FIG. 4 illustrates an example of a method 400 for verifying information on an electronic display with an incorporated monitoring device. The method 400 may be performed on a device, such as computer 100 described above.

In operation 410, data is received from a device monitoring a display. For example, the device may be an image or video capturing device. The receiving of data may be performed in real-time, or at a predetermined interval.

Alternatively, or in addition to, the initiation of operation 410 may occur due to an external stimulus. For example, if monitoring is initiated via method 400 from a system or an operation, operation 410 may be configured to occur.

In operation 415, the data undergoes a process of converting the image into machine-readable data. For example, if the image is of a speed display, in operation 415, the actual speed associated with the display may be detected.

In operation 420, data being employed to drive a display is received. The data may be stored along with the data received in operation 410 (for example in a lookup table). Data received in operations 410 and 420 may be correlated with each other based on the time the data is received.

In operation 430, a determination is made as to whether the data received in operation 410 matches the data received in operation 420. If the data matches, the method 400 proceeds to operation 410, and awaits a receiving of additional data. If the data does not match, the method 400 proceeds to operation 440.

In operation 440, a message indicating that the data does not match (i.e. an error message such as error message 241) is transmitted. The error message 241 may be employed by a CPU driving the electronic display associated with method 400, and indicated in various ways, such as those known to one of ordinary skill in the art. Accordingly, employing the aspects discussed in method 400, an error associated with an electronic display may be effectively detected and messaged.

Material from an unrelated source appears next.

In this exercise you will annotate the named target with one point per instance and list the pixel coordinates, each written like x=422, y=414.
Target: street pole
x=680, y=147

FIG. 5 illustrates an example assembly 500 for verifying information on an electronic display with an incorporated monitoring device. The assembly 500 may be implemented in a vehicle (not shown), and employed to convey information about the vehicle's operation and present state. This may include, but not limited to, the speed of the vehicle, RPM, fuel level, engine indication, or the like.

The assembly 500 includes a camera 510 mounted on a mask 520. The mask 520 allows the camera 510 to be obscured from view, while being orientated at a display 550. The display 550 corresponds to the electronic display 285 discussed above, and the camera 510 corresponds to the image capturing device 265 discussed above. The electronics 540 may allow the camera 510 to communicate via bus 515 to the display 550. The electronics 540 may incorporate any of the componentry or methods discussed in FIGS. 2-4.

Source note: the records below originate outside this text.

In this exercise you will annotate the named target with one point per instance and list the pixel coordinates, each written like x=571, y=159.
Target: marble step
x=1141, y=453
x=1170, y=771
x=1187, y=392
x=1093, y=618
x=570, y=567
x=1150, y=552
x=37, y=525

The assembly 500 may also include a lens 560 and a back plate 530. The back plate 530 may be equipped to allow the bus 515 (i.e. electronic wiring) to couple to the camera 510. The lens 560 may further aid in obscuring the camera 510 from an operators view.

As shown in FIG. 5, the elements incorporated in the assembly 500 may be machined and shaped to be installed on the contours of a dashboard of a vehicle. Thus, the display 550 may be integrated as an instrument panel associated with the vehicle.

It will be apparent to those skilled in the art that various modifications and variation can be made in the present invention without departing from the spirit or scope of the invention. Thus, it is intended that the present invention cover the modifications and variations of this invention provided they come within the scope of the appended claims and their equivalents.

Claims

1. A system for verifying information on an electronic display with an incorporated monitoring device, comprising:

an image processing interfacer to receive image data from an image processing unit (IPU), the image data being sourced from the monitoring device;

a graphical processing interfacer to receive data from a graphical processor unit (GPU) driving the electronic display;

a difference analyzer to analyze the difference between the received image data and the received data; and

an error indicator to indicate an error based on the difference analyzer.

2. The system according to claim 1, wherein the monitoring device is a camera.

3. The system according to claim 2, wherein the camera is orientated to face the electronic display.

4. The system according to claim 1, wherein the electronic display is installed in a vehicle.

5. The system according to claim 4, wherein the data corresponds to the vehicle's operation.

6. The system according to claim 5, wherein the vehicle's operation is at least one of a speed of the vehicle, a light associated with the vehicle's operation, a check engine light, and a RPM of the vehicle.

7. The system according to claim 4, wherein the electronic display and the camera are installed on a dashboard of the vehicle.

8. A method for verifying information on an electronic display with an incorporated monitoring device, comprising:

receiving image data from an image processing unit (IPU), the image data being sourced from the monitoring device;

receiving data from a graphical processor unit (GPU) driving the electronic display;

determining if a difference between the received image data and the received data exists; and

indicating an error based on a determined difference existing.

9. The method according to claim 8, wherein the monitoring device is a camera.

10. The method according to claim 9, wherein the camera is orientated to face the electronic display.

11. The method according to claim 8, wherein the electronic display is installed in a vehicle.

12. The method according to claim 11, wherein the data corresponds to the vehicle's operation.

13. The method according to claim 12, wherein the vehicle's operation is at least one of a speed of the vehicle, a light associated with the vehicle's operation, a check engine light, and a RPM of the vehicle.

14. The method according to claim 13, wherein the electronic display and the camera are installed on a dashboard of the vehicle.

15. An display assembly, comprising:

a display to render electronic images;

an electronic circuit to drive the display; and

a camera orientated at the display to capture the electronic images,

wherein the electronic circuit is configured to compare the electronic images and the captured electronic images to determine whether the display is operating correctly.

16. The display assembly according to claim 15, wherein the camera is mounted on a mask.

17. The display assembly according to claim 16, wherein the mask is installed around the display.

18. The display assembly according to claim 16, further comprising a lens, the camera being between the lens and the display.